Aujourd'hui, je me suis réveillée en pleine nuit en sursaut. Je transpirais à grosses gouttes. Mes paumes tremblaient un peu à cause des effets du cauchemar. J'ai entendu Alex pleurer fort, c'est alors que j'ai réalisé que j'avais crié fort, assez fort pour le réveiller de son sommeil paisible comme d'innombrables autres nuits.
J'ai immédiatement pris Alex sur mes genoux pour le calmer, il m'a fallu près d'une demi-heure pour le calmer et l'assurer que tout allait bien, avant qu'il ne s'endorme finalement en agrippant fermement mes doigts comme s'il s'attendait à ce que quelqu'un vienne le lui enlever.
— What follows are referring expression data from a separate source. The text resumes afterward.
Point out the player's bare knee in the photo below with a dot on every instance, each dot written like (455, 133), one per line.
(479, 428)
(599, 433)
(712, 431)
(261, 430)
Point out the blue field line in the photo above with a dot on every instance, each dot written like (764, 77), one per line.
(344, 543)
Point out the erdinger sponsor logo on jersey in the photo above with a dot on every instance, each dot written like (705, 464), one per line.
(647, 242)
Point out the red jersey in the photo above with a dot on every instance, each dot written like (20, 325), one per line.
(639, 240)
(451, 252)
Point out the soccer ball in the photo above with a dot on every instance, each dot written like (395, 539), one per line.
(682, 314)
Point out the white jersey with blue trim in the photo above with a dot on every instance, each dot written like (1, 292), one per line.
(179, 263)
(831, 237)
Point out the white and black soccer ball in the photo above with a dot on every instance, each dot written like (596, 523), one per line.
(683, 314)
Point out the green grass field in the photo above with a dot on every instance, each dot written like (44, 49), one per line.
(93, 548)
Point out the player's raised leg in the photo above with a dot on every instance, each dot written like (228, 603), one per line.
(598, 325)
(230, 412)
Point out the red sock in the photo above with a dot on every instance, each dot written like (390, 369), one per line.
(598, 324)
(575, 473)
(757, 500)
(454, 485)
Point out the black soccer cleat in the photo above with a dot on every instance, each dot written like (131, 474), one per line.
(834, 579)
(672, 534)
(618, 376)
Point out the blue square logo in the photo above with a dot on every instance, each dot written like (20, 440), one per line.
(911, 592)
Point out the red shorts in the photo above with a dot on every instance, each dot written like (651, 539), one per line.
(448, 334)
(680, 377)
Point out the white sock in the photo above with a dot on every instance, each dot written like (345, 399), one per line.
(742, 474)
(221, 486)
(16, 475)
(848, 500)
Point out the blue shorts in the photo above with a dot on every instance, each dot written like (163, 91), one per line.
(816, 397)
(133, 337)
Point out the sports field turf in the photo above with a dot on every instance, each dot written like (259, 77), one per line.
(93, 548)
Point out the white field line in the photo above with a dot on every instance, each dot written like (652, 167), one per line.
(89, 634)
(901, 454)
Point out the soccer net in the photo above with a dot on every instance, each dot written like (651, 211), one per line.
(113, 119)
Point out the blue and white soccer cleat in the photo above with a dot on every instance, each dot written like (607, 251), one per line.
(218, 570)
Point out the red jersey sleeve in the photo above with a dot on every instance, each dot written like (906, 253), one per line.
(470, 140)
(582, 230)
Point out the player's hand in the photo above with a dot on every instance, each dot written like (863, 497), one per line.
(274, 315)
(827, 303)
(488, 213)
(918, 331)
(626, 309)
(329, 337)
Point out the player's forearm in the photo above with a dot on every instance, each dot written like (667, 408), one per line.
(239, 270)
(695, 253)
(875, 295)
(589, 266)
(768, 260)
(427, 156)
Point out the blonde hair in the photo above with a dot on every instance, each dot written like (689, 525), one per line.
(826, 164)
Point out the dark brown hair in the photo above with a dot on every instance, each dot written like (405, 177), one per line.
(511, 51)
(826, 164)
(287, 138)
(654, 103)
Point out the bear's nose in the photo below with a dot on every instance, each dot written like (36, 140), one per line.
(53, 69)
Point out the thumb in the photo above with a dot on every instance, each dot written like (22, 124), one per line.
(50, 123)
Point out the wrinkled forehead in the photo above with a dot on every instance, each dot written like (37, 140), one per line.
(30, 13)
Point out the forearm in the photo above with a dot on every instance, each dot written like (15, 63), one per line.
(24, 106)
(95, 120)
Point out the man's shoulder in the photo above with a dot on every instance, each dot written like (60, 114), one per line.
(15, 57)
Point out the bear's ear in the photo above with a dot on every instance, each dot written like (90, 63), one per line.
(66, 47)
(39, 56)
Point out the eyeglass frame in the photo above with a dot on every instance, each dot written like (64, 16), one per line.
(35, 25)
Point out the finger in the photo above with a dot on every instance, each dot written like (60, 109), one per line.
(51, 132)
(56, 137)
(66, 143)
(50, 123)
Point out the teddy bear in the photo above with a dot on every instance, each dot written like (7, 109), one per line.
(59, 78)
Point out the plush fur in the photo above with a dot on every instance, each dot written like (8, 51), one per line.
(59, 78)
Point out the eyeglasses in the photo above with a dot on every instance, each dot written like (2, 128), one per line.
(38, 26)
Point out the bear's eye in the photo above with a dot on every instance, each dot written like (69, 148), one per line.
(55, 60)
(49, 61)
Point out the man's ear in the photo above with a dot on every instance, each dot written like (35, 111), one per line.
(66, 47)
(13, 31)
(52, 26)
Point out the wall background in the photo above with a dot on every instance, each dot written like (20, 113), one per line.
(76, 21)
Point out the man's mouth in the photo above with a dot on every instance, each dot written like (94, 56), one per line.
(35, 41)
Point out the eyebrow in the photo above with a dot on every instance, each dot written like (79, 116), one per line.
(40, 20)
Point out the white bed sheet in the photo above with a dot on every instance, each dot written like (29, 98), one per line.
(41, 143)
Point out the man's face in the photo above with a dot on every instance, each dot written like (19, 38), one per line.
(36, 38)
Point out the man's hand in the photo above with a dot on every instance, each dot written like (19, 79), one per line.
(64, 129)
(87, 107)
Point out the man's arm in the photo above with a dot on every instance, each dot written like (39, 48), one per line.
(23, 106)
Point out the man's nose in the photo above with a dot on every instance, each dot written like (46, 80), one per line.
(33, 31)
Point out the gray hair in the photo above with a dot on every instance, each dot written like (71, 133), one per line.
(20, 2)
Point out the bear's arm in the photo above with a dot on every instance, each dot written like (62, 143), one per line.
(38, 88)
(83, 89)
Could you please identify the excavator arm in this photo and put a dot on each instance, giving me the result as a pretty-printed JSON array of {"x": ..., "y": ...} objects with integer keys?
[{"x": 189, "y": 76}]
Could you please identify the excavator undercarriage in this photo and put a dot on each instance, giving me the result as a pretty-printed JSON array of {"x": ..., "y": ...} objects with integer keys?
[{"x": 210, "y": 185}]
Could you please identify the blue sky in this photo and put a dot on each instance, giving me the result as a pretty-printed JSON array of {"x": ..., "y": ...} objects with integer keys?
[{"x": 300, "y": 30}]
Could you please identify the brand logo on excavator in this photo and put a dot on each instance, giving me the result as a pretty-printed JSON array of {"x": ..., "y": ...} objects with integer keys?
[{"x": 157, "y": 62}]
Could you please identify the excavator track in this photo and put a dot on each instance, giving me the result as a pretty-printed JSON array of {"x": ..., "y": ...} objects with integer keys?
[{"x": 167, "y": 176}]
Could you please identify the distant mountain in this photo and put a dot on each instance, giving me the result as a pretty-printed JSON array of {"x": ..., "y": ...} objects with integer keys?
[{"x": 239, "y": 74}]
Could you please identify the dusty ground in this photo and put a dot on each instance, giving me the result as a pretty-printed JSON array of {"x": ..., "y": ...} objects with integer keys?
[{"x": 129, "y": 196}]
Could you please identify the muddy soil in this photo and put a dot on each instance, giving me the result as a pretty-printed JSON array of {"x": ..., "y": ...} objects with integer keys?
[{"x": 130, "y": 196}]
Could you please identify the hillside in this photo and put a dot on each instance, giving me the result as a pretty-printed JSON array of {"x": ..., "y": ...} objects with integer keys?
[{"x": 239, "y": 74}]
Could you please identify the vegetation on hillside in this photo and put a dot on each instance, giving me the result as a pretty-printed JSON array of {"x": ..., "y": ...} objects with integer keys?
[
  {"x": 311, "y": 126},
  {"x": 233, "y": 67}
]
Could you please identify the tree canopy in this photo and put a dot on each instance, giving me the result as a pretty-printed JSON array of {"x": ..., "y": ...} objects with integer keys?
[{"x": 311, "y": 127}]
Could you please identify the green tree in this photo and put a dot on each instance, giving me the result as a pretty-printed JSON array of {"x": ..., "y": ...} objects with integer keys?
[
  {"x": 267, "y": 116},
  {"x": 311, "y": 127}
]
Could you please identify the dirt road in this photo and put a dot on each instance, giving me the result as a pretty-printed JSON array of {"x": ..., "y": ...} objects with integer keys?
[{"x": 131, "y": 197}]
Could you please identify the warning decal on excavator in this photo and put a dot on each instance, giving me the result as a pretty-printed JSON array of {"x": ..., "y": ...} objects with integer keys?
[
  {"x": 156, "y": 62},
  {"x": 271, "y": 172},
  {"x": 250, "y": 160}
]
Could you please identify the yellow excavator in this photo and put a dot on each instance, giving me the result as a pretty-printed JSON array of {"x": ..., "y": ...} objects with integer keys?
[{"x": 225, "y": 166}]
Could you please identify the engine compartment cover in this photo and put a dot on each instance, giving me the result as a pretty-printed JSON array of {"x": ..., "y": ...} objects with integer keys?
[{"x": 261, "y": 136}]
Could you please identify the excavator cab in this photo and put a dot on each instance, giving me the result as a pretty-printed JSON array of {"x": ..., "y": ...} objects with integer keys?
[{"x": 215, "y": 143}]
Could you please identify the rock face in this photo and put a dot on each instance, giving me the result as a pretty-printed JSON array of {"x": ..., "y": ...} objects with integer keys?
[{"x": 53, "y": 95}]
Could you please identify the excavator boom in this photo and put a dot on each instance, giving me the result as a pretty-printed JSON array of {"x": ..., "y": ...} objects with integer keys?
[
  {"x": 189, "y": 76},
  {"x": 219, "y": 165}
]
Rien que d'y penser me faisait frissonner de terreur.
J'ai essayé de me consoler, de me calmer. Mais au fond, je sais que quand Agustin me trouvera, il refera de ma vie un enfer.
'En ce moment même, je te déteste le plus Agustin, plus que je ne l'ai jamais fait auparavant. Je te déteste de toutes les fibres de mon être.
Arrête de torturer mon enfant aussi. Espèce de fils de pute.'
Mais en plus, je me déteste aussi d'être une telle faible. Je n'avais jamais anticipé qu'il serait aussi difficile de t'enlever de mon esprit, même après avoir fui. Je suis à des kilomètres de toi, mais tu hantes toujours mon esprit, jour et nuit.
Mais, pas mon enfant, s'il te plaît, pas mon enfant. Je fais peur à Alex aussi, et ça me tue.
À chaque respiration, je saigne.
À chaque seconde qui passe, quelque chose meurt en moi.
Tu ne seras jamais pardonné pour ça Agustin, ai-je juré.